Every now and then some one will start a campaign for people to leave comments on one of these pages and we will give those comments appropriate weight. Meanwhile on other pages useful comments will point editors at issues needing attention or good ratings will encourage the work.
By "URL" I assume Ravpapa means "IP"? If so, that data is highly confidential unless the editor is anonymous. Only certain situations justify collecting IP addresess, eg sockputtetry. Anyway, many users have dynamic IP addresses: they can just log out and log back in with a new number... This is often problem for sockpuppet investigations, in fact, though comparitive analysis can often resolve this issue.
Astroturfing is a problem in all "rate this" or "comment on that" discussions: it is par for the course, unfortunately.

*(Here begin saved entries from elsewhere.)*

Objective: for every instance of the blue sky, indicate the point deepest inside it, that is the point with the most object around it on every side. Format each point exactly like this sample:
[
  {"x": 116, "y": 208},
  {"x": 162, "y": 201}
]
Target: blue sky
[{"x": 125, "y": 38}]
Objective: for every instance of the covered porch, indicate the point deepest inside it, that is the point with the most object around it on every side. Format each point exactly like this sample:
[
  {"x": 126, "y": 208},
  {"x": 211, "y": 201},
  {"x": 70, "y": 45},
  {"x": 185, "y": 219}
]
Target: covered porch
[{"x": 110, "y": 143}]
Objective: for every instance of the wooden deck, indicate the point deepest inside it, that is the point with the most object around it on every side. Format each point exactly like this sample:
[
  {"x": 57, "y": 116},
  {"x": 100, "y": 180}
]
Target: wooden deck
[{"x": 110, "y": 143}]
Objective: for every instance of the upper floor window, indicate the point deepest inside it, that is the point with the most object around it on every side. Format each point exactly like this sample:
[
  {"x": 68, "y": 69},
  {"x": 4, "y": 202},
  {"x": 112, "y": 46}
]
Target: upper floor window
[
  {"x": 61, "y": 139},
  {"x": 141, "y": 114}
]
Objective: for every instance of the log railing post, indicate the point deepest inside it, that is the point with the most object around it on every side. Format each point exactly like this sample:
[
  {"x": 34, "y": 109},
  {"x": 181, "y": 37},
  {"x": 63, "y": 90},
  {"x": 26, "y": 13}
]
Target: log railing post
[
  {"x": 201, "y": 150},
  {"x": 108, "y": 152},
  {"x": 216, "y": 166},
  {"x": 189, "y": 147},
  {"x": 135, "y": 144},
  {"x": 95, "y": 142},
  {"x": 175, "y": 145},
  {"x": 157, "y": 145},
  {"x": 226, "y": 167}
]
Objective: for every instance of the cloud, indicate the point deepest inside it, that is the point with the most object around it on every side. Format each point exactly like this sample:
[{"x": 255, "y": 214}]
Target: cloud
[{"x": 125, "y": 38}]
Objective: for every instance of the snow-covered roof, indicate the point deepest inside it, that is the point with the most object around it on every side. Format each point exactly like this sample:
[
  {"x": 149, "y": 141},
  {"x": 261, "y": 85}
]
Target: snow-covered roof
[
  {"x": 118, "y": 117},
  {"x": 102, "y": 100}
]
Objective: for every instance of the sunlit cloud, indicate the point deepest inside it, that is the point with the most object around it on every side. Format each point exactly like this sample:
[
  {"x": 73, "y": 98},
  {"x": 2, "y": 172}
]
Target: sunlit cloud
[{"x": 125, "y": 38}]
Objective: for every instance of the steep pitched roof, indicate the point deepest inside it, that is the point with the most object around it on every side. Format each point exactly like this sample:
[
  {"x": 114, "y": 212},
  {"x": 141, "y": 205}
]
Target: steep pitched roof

Openness and accountability would certainly help but we need to be clear from the off that meats and socks—as well as votestacking, forum-shopping, and other false consensus-building techniques described in [1]—are looked upon with extreme disapproval.
Yes, I meant IP. And I certainly don't suggest that we should be storing IP addresses to make them available publicly. But I agree, there is sensitivity about this, and I also realize it is not foolproof.
The problem of ballot stuffing is not the primary problem that I was seeking to solve with this idea. The main problem is preventing the duplication of profiling information for statistical analysis. Consider the case where a reader replies to the survey for two separate articles. In all innocence, she replies to profiling questions (age, education level, profession, use of Wikipedia, or whatever else we are interested in asking) twice, thus skewing the sample.
An alternative way of handling this would be to ask the reader if she has already filled out profile information, and, if so, to remove those questions from the instance of the survey. But that means that we cannot correlate article ratings with profile information.
A third alternative would be to capture the IP address, but to store it for only a few hours or a day. In any case, its value as a method of avoiding duplication in the sample declines after a day, because of dynamic IP assignments.
The key to frowning upon votestacking and such is to be able to know when it is happening. Probably the safest test is if there is a sudden surge in traffic. If we have that covered, I'm okay with almost anything. But if we don't cover that, then I'd be adamantly opposed.